TRE. Il centrodestra ritiene che alle prossime elezioni non ci sarà partita e stravincerà. Salvini ha dichiarato che dal 25 settembre, data delle elezioni, in Italia non entreranno più profughi. Significa (e in parte, tranquillizza la Meloni) che per quella data sarà lui il ministro dell’Interno, non quella signora incapace che gli ha preso il posto, e quindi il problema profughi sarà risolto. La Meloni, intanto, ripete che il governo verrà affidato al partito di destra che prenderà più voti. Cioè, a lei. E’ sicura: sarà (finalmente) la prima donna in Italia a dirigere un governo. Sul punto nel centrodestra non c’è accordo. Forza Italia e Salvini chiedono che il premier venga indicato dai parlamentari eletti, che saranno più di quelli eletti da FdI.

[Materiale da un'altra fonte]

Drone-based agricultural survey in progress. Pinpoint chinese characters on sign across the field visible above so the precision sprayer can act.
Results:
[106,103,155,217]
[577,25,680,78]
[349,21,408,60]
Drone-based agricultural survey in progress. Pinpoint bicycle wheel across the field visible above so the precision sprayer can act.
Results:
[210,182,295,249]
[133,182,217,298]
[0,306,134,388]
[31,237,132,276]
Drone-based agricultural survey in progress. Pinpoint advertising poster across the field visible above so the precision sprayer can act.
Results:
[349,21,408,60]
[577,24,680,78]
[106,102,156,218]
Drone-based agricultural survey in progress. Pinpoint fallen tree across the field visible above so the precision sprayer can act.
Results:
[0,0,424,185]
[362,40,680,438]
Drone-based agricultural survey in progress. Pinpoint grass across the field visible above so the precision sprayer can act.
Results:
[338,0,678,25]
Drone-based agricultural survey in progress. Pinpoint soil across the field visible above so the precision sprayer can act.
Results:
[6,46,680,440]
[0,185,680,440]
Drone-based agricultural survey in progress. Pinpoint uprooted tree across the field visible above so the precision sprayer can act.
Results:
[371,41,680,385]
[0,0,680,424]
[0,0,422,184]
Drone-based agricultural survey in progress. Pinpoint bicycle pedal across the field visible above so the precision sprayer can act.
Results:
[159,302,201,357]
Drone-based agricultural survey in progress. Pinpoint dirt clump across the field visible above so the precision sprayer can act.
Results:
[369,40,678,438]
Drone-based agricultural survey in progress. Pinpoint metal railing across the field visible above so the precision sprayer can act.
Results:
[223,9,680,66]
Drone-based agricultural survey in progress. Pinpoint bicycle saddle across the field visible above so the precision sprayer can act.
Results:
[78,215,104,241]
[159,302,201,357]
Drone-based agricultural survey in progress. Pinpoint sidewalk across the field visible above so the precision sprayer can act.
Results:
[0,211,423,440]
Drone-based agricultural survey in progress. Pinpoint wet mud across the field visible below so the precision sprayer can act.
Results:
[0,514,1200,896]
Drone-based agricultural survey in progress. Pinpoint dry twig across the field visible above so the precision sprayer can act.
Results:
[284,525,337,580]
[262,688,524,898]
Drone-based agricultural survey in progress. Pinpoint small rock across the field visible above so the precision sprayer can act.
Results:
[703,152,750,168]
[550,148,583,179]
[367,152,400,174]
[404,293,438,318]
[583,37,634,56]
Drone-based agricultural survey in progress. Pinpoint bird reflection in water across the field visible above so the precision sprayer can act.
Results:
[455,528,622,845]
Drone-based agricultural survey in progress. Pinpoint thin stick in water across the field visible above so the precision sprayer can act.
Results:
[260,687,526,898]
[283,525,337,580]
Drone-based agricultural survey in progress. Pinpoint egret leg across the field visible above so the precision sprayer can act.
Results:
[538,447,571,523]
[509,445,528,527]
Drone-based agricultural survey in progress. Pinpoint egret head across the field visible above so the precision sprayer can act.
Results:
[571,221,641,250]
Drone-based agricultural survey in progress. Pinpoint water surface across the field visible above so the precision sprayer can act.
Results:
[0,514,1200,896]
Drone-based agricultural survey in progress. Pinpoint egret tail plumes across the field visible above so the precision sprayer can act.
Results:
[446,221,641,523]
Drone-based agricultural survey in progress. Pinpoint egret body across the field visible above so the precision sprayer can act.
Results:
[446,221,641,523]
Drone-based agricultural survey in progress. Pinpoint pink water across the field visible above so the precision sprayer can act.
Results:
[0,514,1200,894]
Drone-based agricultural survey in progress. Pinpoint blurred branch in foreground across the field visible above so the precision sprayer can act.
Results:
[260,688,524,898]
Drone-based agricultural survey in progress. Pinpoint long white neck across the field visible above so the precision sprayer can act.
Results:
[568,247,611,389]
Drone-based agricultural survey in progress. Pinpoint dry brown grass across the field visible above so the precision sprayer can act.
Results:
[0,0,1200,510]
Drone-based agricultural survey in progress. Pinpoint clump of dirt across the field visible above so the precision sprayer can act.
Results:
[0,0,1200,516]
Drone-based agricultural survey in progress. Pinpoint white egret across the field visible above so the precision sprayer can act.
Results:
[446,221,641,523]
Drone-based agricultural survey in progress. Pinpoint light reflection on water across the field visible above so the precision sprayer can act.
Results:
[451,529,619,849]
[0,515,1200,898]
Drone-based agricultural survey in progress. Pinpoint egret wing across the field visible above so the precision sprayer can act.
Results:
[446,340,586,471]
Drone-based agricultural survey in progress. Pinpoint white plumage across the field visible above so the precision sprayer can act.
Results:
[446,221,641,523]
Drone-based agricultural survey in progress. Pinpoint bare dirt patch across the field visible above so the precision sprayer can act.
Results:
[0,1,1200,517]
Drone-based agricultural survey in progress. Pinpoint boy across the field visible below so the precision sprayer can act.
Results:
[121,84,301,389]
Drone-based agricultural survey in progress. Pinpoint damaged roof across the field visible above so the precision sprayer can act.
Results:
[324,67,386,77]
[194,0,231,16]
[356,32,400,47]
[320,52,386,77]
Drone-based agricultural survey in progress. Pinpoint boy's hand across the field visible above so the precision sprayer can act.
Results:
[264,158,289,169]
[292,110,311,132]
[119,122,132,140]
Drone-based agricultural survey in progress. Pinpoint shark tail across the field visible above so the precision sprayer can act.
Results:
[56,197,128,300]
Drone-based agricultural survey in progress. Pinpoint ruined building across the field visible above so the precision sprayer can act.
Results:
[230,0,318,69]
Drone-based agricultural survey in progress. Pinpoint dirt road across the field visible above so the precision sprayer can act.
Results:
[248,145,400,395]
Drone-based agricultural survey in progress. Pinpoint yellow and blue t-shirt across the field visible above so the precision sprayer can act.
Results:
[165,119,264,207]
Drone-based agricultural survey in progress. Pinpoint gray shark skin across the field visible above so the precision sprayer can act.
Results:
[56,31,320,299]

E Berlusconi che ha ospitato tra le stanze di casa sua i leader del centrodestra che hanno buttato giù Draghi? Non ha più conti sospesi con la giustizia e certamente si candiderà. Dicono tutti che voglia fare il senatore. SE prende i voti ne ha diritto. Tutti sono certi che punti a fare il Presidente del Senato. E’ però difficile, francamente, immaginarlo per ore e ore mentre prende appunti, richiama i suoi colleghi intemperanti, ascolta senza a un certo punto cedere al sonno, mantiene la calma quando tutti gli altri si agitano.

C’è qualcosa che non torna. A meno che il Cavaliere non tenga conto che il Presidente del Senato è la seconda carica dello Stato. Un gradino appena sotto il Presidente della Repubblica. E non è detto che Mattarella sia disposto a restar lì sette anni filati.